I have previously started the following: 1) All blues (including cerulean) are desire based. 2) All purples (including violet) are pain based. 3) Celadon is hope. 4) Cerulean is longing.
Now, when I originally set up blue as desire, I did so under the assumption that blues, and shades thereof, were physical desires, as defined by its brightest and pulsating form - the flashing neon blue that correlates directly with sex (and sexual desire to some extent, with the exception that the act itself does cause differences within the pulses of the color and how bright it is, among potential other things).
However, the color periwinkle is a blue-based color that has nothing to do with a physical form of desire; it is defined as concern, which is more a combination of curiosity and fear on behalf of another person (but does not use either of those colors because it is a color all on its own in the same way that concern is an emotion all on its own). Therefore, the idea that all blues must be physical desires must be incorrect.

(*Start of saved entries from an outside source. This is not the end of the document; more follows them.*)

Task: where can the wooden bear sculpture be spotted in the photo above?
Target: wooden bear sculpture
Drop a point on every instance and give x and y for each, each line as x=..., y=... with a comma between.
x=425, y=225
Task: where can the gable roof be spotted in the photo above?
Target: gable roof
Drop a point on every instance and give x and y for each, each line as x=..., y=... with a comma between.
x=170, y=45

The problem then arises in that if blue is still connected with desire - any form of desire - then why isn’t hope a blue-based color? Celadon is a green (which...has no such overarching emotional connection in the same way that blue:desire and purple:pain do, since celadon:hope is not compatible with lime green:pity and olive green:understanding, unless we go on it being something directly correlated with an emotional connection to another being...which is always possible), not a blue, and yet hope is a desire - a desire for certain future events. So not all desires are blue.
I have recently come to the conclusion that violet is temptation for the following reasons: Violet is a purple, which means that it must be connected with pain, and it has been described as an “ache nestled just in her chest, something broken.... Something almost like hope”. Hope is a desire for a future event, so violet, therefore, must be something similar to that desire but painful. Violet is also Eleanor Weiss’s color, which originally made me think it must be guilt, except that there is no hope in guilt (unless one is hoping for reparation). However, given Eleanor’s past as Nonnie Montgomery and her relationship with Dead Richard (a forbidden relationship between a human and a Toon, among other things) and the circumstances of the aforementioned quote, the idea of violet as a desire for something forbidden - temptation - made much more sense to me.

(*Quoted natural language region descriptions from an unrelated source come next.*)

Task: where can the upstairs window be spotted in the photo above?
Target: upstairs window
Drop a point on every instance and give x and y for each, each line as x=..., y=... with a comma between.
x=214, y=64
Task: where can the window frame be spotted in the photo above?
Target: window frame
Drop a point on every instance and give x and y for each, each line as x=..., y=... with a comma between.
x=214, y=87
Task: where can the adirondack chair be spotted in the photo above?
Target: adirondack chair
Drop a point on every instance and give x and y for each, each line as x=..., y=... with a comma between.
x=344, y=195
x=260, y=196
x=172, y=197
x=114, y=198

But, again, you get this idea of a desire that is not a blue. Therefore, although most desires are blue, not all blues are desire based and not all desires are blue.
Then we get into the ideas of cerulean:longing, celadon:hope, and violet:temptation, which are all very similar. In their most basic forms, the distinction is as follows: violet is, again, a desire for something that is forbidden; celadon is a desire for a future event (in general, but typically not one that is forbidden); and cerulean is a desire for physical intimacy without falling into anything sexual. This does not mean that the desire for physical intimacy assumed by cerulean cannot be sexual, but that the desire for intimacy is more important than the sexual aspect of it, which can lead to sexual encounters that flash cerulean instead of neon blue.